Кроме словесных (поэтических и прозаических) записей в альбоме, – ведет свой рассказ Л. И. Петина, – содержатся рисунки. Характер рисунков в литературных альбомах во многом соответствует характеру словесных текстов: в одном случае подчеркнута автографичность, в другом смысловая сторона записи. Темами многочисленных альбомных рисунков являются факты домашней жизни, бытовая обстановка, реальное окружение владельца. Рисунки в альбомах нередко бывают объединены с текстом. Целый ряд подобных объединений имеет явно диалогическую природу. Сначала одним лицом вписаны, например, стихи, затем другим пририсована к ним картинка, и наоборот. Второй текст данном случае рождается как результат «прочтения» первого, которое может полностью или частично совпадать с первоначальным текстом, либо не совпадать с ним вообще. Рисунок и альбомная запись, сделанные одновременно и вдобавок одним и тем же лицом, соотносятся иначе, поскольку в основе своей призваны разными способами сказать то же самое. В этом случае изображение как бы повторено словами и, наоборот, словесный текст – изображением[7].
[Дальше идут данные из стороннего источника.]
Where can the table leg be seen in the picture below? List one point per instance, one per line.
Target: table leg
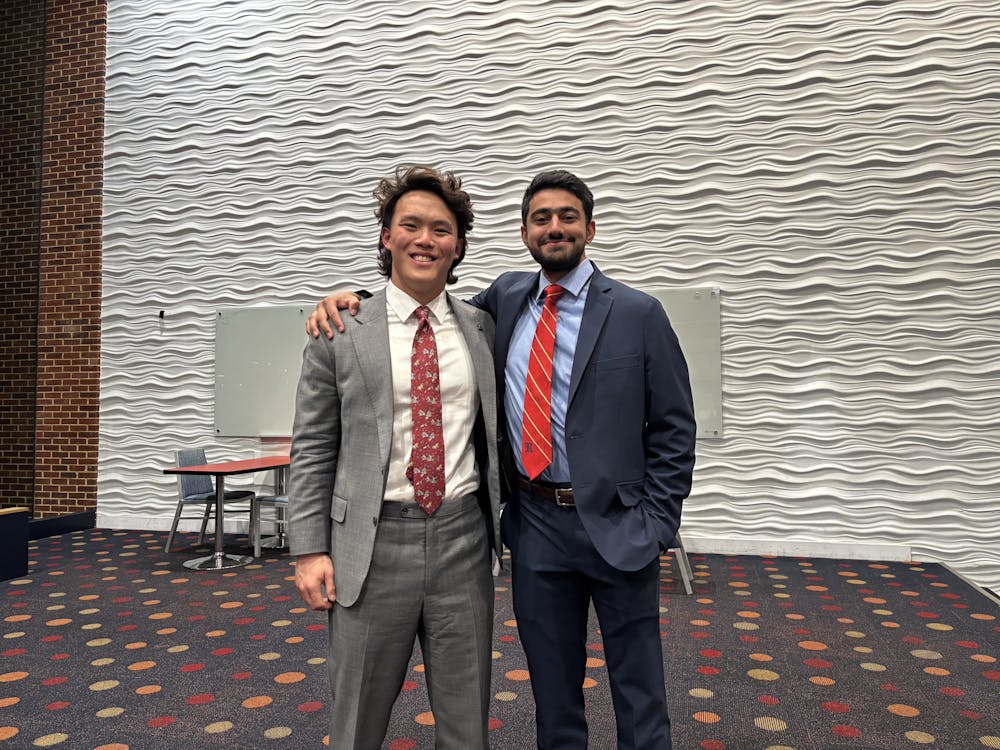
(219, 560)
Особой популярностью среди моих сибирских сверстников пользовались рисунки, на которых изображались яркие и сочные розы алого или темно-красного цвета на густом черном фоне, обрамленном зелеными листьями. Этот необычный для Западной Сибири красно-черно-зеленый триколор, хорошо знакомый мне по коврам, что остались висеть в родном доме в комнатах моих родителей, а также в комнате, в которой гостили родственники или постояльцы по четвергам в дни Чадыр-Лунгской ярмарки, завораживал сибирских сверстников и сверстниц необычным сочетанием цветов так же, как сегодня привлекают внимание гагаузские ковры в музеях и на международных ярмарках. Моему деду, страстному любителю и знатоку лошадей, в моем альбоме нравились рисунки различных пород лошадей, которые я срисовывал или просто копировал из учебников, из различных иллюстрированных изданий. Особенно его восхищал вороной конь, на котором в величественной позе восседал мощный Илья Муромец. Нравилась лохматая белая лошадь Добрыни Никитича, вместе с седоком устремленная за горизонт, и несколько менее выразительный конь с золотой гривой самого младшего из богатырей, Алеши Поповича.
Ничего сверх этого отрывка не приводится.